Python 3.0, rich comparisons and sorting order
Andrew Dalke
adalke at mindspring.com
Tue Sep 21 16:02:03 EDT 2004
Phil Frost wrote:
> On Tue, Sep 21, 2004 at 05:42:35PM +0000, Steven Bethard wrote:
>
>>Phil Frost <indigo <at> bitglue.com> writes:
>>
>>>On Tue, Sep 21, 2004 at 05:24:48PM +0000, I wrote:
>>>
>>>>Could you give an example of a list that you'd like to do this to? I'm
>>>>still having trouble imagining a list of disparate types that I call sort
>>>>on...
>>>
>>>What about binary trees? Currently it's possible to implement a binary
>>>tree that is as general as a dict, but restricting comparisons to like
>>>types would make that impossible.
>>
>>Is there a good use case for binary trees with incompatible types at the nodes?
>>
>>I'm not sure I follow your comparison here anyway, since you can't sort a
>>dict... Could you clarify?
>>
>>Thanks,
>>
>>STeve
>
>
> That's the point. Dicts can't be sorted, but binary trees *must* be.
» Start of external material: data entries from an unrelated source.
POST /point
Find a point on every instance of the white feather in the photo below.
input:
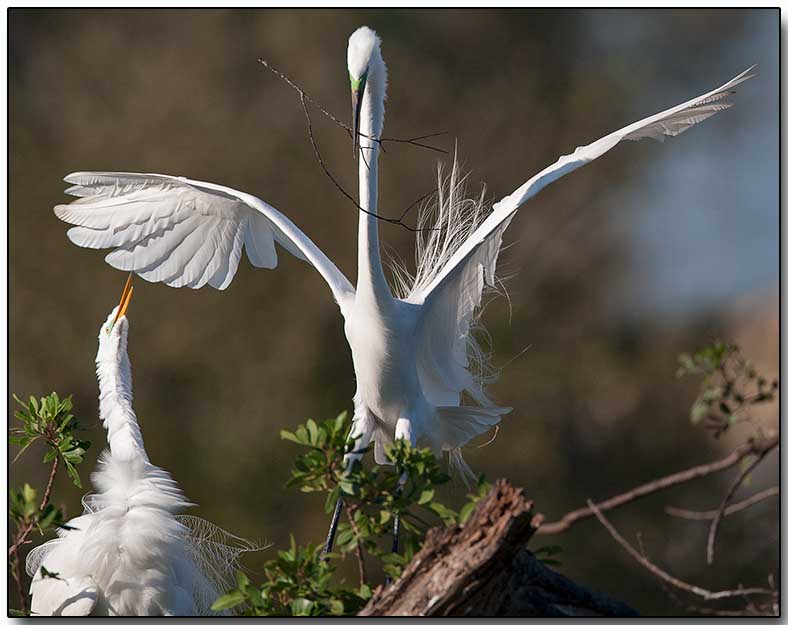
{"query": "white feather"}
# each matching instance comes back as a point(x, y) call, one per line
point(129, 554)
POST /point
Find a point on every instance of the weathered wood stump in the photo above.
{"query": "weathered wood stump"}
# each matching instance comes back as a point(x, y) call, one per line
point(483, 568)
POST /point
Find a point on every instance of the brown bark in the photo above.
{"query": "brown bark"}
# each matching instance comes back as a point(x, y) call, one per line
point(483, 568)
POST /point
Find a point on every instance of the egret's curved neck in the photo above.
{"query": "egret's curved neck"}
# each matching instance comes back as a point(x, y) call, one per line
point(113, 370)
point(371, 279)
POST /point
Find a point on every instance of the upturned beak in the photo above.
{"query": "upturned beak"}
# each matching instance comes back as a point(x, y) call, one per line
point(125, 299)
point(357, 96)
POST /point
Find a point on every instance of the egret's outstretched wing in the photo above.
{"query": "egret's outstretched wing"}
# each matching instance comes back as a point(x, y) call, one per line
point(464, 273)
point(459, 270)
point(184, 232)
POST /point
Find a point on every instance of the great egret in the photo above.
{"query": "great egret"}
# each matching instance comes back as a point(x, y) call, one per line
point(129, 555)
point(415, 355)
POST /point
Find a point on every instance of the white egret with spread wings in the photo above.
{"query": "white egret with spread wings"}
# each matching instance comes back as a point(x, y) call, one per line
point(415, 356)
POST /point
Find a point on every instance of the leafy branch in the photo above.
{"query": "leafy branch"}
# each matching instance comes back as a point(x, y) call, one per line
point(50, 421)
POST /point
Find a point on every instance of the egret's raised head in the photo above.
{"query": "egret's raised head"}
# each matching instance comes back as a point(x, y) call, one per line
point(365, 66)
point(114, 331)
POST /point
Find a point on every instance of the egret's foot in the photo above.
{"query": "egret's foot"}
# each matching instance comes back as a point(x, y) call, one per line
point(332, 529)
point(395, 541)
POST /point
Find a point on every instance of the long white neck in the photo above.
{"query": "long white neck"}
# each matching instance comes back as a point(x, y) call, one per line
point(371, 279)
point(113, 370)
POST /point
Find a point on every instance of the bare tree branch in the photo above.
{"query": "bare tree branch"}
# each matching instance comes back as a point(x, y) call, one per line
point(715, 524)
point(380, 141)
point(754, 446)
point(398, 221)
point(708, 515)
point(708, 595)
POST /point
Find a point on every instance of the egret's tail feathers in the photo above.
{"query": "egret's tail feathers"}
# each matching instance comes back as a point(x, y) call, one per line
point(216, 553)
point(455, 353)
point(457, 425)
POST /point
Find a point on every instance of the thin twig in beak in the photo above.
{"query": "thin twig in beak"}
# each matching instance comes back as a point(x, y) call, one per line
point(125, 299)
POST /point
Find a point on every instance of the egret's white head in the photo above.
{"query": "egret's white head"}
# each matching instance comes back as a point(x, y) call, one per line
point(366, 67)
point(114, 331)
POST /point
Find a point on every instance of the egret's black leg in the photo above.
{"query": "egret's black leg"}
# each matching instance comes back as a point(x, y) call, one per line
point(395, 541)
point(332, 529)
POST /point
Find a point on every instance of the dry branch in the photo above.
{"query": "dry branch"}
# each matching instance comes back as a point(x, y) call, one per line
point(666, 577)
point(482, 568)
point(756, 447)
point(708, 515)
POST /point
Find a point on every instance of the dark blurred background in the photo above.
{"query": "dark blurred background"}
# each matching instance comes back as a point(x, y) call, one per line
point(648, 252)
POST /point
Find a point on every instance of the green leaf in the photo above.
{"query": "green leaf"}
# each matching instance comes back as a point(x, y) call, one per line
point(311, 427)
point(426, 497)
point(289, 436)
point(301, 607)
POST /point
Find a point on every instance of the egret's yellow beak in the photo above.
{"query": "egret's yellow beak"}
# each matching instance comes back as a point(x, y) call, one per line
point(357, 87)
point(125, 299)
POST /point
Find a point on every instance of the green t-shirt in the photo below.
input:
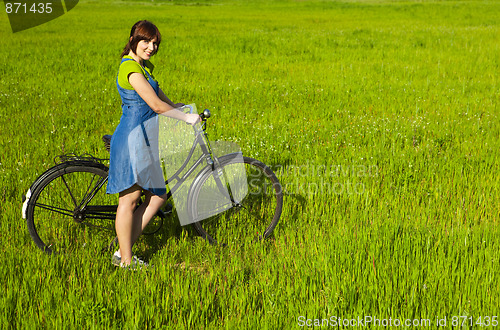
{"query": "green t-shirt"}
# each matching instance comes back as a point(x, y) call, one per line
point(128, 67)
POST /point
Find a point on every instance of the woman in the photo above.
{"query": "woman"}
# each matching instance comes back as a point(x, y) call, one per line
point(134, 163)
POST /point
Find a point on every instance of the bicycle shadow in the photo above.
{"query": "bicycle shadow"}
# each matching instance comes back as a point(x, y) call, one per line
point(290, 196)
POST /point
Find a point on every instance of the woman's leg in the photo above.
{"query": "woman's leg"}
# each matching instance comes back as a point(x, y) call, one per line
point(146, 211)
point(126, 226)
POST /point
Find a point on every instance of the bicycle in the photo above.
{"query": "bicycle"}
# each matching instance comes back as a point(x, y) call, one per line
point(67, 205)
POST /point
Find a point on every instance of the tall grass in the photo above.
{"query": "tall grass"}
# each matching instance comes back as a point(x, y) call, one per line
point(380, 119)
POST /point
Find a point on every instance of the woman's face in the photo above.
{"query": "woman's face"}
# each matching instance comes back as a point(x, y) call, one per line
point(146, 49)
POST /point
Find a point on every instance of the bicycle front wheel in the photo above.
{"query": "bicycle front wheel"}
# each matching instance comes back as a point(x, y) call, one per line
point(69, 208)
point(251, 219)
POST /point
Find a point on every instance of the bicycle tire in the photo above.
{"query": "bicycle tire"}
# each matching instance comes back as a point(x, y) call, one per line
point(261, 207)
point(54, 214)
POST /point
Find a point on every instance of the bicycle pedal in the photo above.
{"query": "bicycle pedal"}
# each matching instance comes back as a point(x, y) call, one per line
point(168, 208)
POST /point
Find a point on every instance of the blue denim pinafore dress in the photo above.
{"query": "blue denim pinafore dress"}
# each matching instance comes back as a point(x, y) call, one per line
point(134, 156)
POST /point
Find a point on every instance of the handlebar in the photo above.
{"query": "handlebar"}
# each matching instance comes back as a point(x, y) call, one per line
point(205, 114)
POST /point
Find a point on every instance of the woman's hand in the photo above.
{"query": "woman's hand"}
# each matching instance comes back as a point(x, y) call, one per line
point(192, 118)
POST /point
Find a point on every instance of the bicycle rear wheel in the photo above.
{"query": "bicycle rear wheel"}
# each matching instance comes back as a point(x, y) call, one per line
point(69, 208)
point(251, 219)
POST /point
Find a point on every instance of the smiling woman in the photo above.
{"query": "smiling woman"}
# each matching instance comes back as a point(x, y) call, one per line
point(134, 166)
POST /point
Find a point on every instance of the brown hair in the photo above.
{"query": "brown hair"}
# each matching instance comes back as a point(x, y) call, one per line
point(142, 30)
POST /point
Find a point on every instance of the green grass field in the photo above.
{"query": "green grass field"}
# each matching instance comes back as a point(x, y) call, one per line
point(379, 117)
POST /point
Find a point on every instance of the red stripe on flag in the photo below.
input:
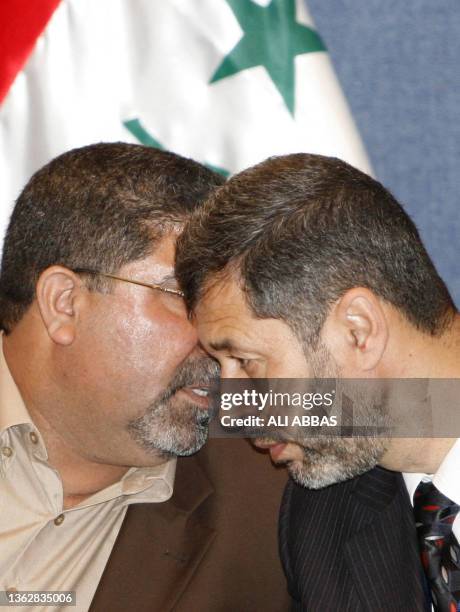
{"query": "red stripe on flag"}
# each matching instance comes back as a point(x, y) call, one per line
point(21, 23)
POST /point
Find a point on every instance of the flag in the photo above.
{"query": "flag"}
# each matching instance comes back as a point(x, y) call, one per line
point(226, 82)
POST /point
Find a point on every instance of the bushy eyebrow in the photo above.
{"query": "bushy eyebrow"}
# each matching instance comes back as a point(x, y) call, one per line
point(222, 345)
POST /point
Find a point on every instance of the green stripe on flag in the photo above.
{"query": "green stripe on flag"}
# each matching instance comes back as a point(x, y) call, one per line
point(135, 127)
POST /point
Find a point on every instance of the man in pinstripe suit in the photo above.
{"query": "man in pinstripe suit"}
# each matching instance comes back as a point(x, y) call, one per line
point(304, 267)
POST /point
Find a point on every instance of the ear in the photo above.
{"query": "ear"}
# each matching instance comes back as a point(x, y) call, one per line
point(56, 291)
point(357, 331)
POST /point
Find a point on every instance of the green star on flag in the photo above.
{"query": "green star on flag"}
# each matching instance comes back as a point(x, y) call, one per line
point(272, 38)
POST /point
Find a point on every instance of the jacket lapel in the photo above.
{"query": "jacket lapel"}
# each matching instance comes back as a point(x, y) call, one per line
point(158, 549)
point(383, 556)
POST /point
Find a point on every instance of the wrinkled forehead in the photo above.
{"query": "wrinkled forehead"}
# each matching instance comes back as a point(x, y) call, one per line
point(223, 306)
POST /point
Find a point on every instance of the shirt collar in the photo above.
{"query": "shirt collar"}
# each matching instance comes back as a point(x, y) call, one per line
point(148, 484)
point(446, 479)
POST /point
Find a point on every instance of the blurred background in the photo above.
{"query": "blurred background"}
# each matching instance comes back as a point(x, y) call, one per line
point(230, 82)
point(399, 65)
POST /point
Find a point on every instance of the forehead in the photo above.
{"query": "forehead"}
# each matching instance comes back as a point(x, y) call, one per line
point(225, 321)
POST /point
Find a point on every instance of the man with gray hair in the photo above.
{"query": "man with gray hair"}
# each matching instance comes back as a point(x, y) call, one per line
point(102, 385)
point(303, 267)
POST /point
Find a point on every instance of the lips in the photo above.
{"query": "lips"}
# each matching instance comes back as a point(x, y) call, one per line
point(274, 448)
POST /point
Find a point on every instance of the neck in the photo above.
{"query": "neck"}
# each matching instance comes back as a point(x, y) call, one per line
point(81, 477)
point(419, 355)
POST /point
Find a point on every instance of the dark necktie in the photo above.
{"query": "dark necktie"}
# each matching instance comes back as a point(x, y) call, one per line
point(440, 552)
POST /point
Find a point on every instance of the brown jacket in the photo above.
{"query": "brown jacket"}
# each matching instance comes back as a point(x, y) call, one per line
point(211, 548)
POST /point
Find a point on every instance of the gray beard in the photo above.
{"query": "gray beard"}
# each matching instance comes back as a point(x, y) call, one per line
point(172, 426)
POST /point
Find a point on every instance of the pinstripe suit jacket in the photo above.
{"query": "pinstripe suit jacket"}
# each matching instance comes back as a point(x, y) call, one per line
point(352, 546)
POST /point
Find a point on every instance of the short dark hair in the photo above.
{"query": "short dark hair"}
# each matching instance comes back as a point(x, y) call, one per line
point(299, 231)
point(100, 206)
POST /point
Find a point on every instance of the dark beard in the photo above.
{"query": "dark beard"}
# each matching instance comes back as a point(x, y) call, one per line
point(328, 460)
point(173, 426)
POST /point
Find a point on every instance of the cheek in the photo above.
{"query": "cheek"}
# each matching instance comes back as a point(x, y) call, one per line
point(152, 343)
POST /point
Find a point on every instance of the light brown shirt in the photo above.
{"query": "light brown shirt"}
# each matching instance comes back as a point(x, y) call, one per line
point(43, 546)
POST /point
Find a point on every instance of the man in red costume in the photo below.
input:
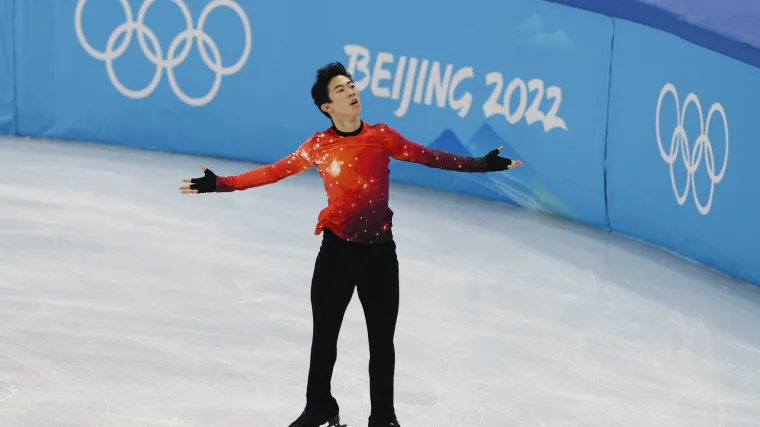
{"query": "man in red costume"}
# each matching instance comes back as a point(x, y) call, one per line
point(357, 250)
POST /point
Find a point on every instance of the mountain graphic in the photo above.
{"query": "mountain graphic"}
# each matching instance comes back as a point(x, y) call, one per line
point(415, 174)
point(449, 142)
point(520, 186)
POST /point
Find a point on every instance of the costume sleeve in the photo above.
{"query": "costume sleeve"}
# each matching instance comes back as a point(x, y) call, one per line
point(408, 151)
point(268, 174)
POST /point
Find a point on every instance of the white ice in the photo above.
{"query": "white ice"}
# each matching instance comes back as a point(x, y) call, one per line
point(124, 303)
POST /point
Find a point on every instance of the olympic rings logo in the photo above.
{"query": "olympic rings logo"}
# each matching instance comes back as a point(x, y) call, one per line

> There are at least two good reasons to use a binary tree:
>
> - you need a mapping that is sorted by key
> - the worst case O(n) complexity of a hash table is not acceptable
>
> The right question here is, "is there a reason for mappings with
> heterogeneous key types?" It's not something that I do often, but it's
> something that's important to have. Dynamic typing is a good thing.